Overall, construction safety performance has significantly improved over the past decade, but the same challenges still face us. Intentions are good as each contractor provides a new approach, tool, system and like to find the “secret sauce” that leads to exceptional safety performance. In all these efforts, often a key ingredient is overlooked: emphasis from the craft professional’s vantage point.
Some recommended areas to reflect include the following:
• Hazard Recognition Training
• Leadership Visibility
Hazard Recognition Training
The traditional hierarchy of controls is risk management based. Sure, the pyramid identifies potential areas to minimize the risk associated with the work/task, but I have yet to find a craft professional that doesn’t yearn for additional training and education. We all speak to empowerment and their responsibility to stop unsafe acts and conditions, yet we wonder why our craft professionals do not appear to get involved. It is the lack of hazard recognition training often that prevents the active participation we want.
It is the “teach a man to fish” philosophy. Invest in an effective hazard recognition program with the craft community and watch the transformation. Haskell utilizes an observation-based process where we monitor an at-risk/inspection metric. Since making the investment in hazard recognition training, we have experienced value increase. This increase in the identification of at-risk hazards/conditions and prompt correction has proven to foster craft engagement and positive safety performance at project and corporate levels.

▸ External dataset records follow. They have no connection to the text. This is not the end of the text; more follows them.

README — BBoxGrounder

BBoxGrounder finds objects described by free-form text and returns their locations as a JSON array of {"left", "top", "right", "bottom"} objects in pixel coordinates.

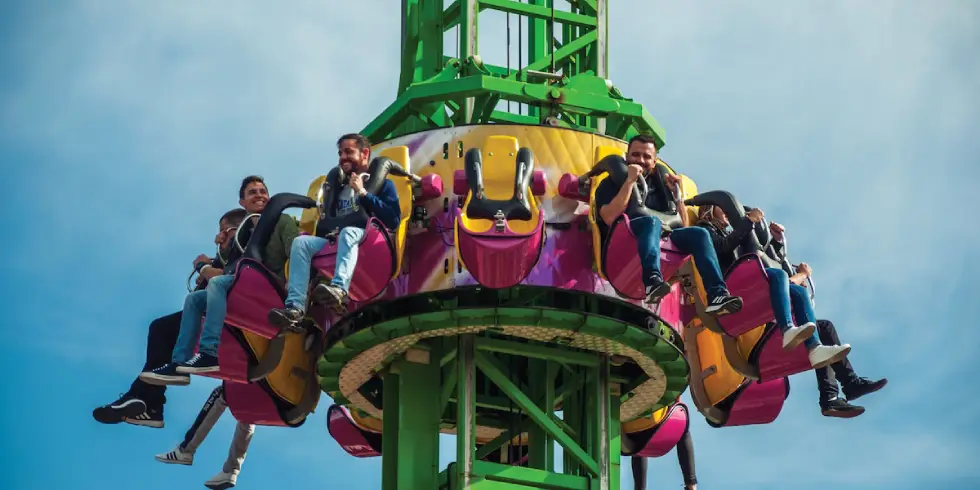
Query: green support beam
[{"left": 362, "top": 0, "right": 666, "bottom": 147}]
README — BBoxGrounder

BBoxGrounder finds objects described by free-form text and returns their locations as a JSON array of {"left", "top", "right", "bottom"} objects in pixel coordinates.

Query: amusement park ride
[{"left": 197, "top": 0, "right": 810, "bottom": 490}]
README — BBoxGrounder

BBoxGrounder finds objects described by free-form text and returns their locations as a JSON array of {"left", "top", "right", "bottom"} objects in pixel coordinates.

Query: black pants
[
  {"left": 631, "top": 431, "right": 698, "bottom": 490},
  {"left": 129, "top": 311, "right": 183, "bottom": 405},
  {"left": 814, "top": 320, "right": 857, "bottom": 403}
]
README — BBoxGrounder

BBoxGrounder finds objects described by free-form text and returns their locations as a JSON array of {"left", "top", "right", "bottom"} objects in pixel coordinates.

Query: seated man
[
  {"left": 767, "top": 223, "right": 888, "bottom": 417},
  {"left": 595, "top": 134, "right": 742, "bottom": 316},
  {"left": 140, "top": 176, "right": 299, "bottom": 384},
  {"left": 269, "top": 134, "right": 401, "bottom": 328},
  {"left": 156, "top": 385, "right": 255, "bottom": 490},
  {"left": 92, "top": 208, "right": 245, "bottom": 428},
  {"left": 698, "top": 205, "right": 851, "bottom": 368}
]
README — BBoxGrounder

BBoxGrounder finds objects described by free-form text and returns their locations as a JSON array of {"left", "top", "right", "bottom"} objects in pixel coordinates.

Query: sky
[{"left": 0, "top": 0, "right": 980, "bottom": 490}]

Leadership matters, and leadership visibility in safety matters even more. Haskell asked ourselves, what is leadership doing to communicate that safety is our core value. We attended meetings, participated in incident reviews and addressed our successes through corporate communications. Our safety performance metrics remained stagnant.
The Take 5 Safety Survey was introduced to approximately 75 leaders within the organization. The goal was to visit a project, conduct a hazard assessment of a crew performing work and then pull one craft professional from the ranks for a discussion. The effort demonstrated that Haskell leadership made safety a priority. The conversations with the craft professional proved to provide insight to the field safety perspective, identify areas of improvement and validate that some of the tools we employed were effective.

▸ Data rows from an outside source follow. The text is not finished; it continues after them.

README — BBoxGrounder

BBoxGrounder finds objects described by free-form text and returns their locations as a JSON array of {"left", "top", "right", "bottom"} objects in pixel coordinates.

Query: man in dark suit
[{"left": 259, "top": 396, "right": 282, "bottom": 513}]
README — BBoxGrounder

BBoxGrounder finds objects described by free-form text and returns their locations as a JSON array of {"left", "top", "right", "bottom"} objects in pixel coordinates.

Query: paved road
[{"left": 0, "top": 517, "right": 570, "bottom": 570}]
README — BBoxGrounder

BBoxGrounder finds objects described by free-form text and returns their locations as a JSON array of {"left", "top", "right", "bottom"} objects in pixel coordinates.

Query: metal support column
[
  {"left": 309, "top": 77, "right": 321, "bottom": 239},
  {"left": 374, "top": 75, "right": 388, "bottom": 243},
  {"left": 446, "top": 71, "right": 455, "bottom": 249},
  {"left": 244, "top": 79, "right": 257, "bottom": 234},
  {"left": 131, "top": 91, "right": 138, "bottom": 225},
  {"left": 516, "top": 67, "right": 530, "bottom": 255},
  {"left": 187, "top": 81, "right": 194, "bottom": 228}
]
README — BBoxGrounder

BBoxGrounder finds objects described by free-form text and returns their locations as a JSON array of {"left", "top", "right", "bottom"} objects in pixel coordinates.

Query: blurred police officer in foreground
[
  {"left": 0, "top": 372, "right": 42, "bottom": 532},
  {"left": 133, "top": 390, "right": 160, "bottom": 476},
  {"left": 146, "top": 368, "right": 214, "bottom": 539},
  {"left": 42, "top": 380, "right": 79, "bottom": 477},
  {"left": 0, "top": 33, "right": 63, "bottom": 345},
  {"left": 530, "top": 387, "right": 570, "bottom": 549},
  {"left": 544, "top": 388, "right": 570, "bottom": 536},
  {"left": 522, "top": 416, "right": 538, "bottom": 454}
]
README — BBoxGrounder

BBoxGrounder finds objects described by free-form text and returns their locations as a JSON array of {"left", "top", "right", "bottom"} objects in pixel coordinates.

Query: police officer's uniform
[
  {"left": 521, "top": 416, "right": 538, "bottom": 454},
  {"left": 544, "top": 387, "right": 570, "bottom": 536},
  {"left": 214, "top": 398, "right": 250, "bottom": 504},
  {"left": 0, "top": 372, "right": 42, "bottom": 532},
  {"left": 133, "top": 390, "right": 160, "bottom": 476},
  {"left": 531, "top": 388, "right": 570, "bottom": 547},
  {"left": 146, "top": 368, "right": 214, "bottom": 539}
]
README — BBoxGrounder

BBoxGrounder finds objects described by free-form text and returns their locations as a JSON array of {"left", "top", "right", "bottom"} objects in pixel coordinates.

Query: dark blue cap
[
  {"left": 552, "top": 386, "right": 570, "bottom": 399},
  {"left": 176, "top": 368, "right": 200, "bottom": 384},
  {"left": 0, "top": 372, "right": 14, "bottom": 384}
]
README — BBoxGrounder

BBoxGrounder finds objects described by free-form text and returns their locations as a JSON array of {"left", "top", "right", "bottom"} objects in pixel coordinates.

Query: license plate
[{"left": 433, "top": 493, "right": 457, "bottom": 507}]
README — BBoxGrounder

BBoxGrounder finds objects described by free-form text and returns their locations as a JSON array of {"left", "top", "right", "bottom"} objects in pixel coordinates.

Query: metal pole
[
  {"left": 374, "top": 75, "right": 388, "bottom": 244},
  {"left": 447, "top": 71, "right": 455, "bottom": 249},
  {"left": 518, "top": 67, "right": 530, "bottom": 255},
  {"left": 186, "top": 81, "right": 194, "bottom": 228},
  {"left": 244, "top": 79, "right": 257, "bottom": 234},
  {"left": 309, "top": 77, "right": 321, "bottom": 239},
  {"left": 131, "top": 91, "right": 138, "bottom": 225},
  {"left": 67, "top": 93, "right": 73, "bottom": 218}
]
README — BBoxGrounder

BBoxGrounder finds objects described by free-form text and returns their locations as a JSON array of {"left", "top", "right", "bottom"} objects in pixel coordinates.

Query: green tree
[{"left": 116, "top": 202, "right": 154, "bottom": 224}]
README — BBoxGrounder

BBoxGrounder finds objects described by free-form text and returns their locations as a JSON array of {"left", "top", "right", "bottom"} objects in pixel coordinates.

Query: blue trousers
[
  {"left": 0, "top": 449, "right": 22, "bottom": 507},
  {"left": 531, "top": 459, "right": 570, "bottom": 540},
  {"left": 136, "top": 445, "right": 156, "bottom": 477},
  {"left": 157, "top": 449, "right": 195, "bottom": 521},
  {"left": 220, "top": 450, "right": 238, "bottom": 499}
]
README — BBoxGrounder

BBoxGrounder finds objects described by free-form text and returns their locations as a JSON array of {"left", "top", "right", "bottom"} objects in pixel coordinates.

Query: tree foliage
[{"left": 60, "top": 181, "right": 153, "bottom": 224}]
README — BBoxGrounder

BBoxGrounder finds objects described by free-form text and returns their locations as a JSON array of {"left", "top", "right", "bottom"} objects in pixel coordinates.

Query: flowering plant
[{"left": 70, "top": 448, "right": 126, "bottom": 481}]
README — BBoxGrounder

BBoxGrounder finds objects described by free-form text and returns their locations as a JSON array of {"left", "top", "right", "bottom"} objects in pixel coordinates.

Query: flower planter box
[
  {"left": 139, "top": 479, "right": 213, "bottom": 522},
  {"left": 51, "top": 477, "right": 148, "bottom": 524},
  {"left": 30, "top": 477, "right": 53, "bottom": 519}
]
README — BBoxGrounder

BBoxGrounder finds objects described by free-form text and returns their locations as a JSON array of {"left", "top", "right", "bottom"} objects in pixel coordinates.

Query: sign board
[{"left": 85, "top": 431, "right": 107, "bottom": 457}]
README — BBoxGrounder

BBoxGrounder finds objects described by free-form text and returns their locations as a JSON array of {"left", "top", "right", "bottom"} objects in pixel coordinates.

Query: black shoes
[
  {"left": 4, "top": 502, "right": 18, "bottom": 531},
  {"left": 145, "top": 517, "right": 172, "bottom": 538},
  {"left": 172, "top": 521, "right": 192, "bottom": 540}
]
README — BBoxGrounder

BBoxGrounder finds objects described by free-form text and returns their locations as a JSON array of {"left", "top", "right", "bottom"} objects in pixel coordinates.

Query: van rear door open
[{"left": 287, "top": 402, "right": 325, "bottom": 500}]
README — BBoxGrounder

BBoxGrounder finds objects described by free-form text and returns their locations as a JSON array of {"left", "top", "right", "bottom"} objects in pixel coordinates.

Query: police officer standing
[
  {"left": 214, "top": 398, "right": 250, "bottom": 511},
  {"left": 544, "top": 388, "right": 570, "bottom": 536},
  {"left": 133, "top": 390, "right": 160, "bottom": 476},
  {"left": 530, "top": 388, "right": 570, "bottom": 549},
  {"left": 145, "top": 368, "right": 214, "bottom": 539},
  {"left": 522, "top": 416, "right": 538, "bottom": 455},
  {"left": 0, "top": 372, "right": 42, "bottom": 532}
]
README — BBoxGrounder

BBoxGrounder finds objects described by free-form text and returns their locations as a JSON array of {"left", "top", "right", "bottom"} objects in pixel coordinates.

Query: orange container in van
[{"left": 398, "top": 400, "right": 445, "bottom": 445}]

Hazard recognition training and leadership visibility produced a 64% reduction in recordable incidents and 75% reduction in DART (days away, restricted or transferred) cases. Perhaps just as important as reducing incidents was the increase in craft professional participation. Several instances have occurred where a craft professional actively prevented injury. Leadership reaching out to the individual to personally thank him/her for their commitment to our core value has made a tremendous difference on our performance and our safety culture.
The “secret sauce” is leadership at all levels investing, empowering and thanking the craft professional for their support of safety.
So perhaps some reflection is in order….
As a leader, how committed to safety would those you work with say you are?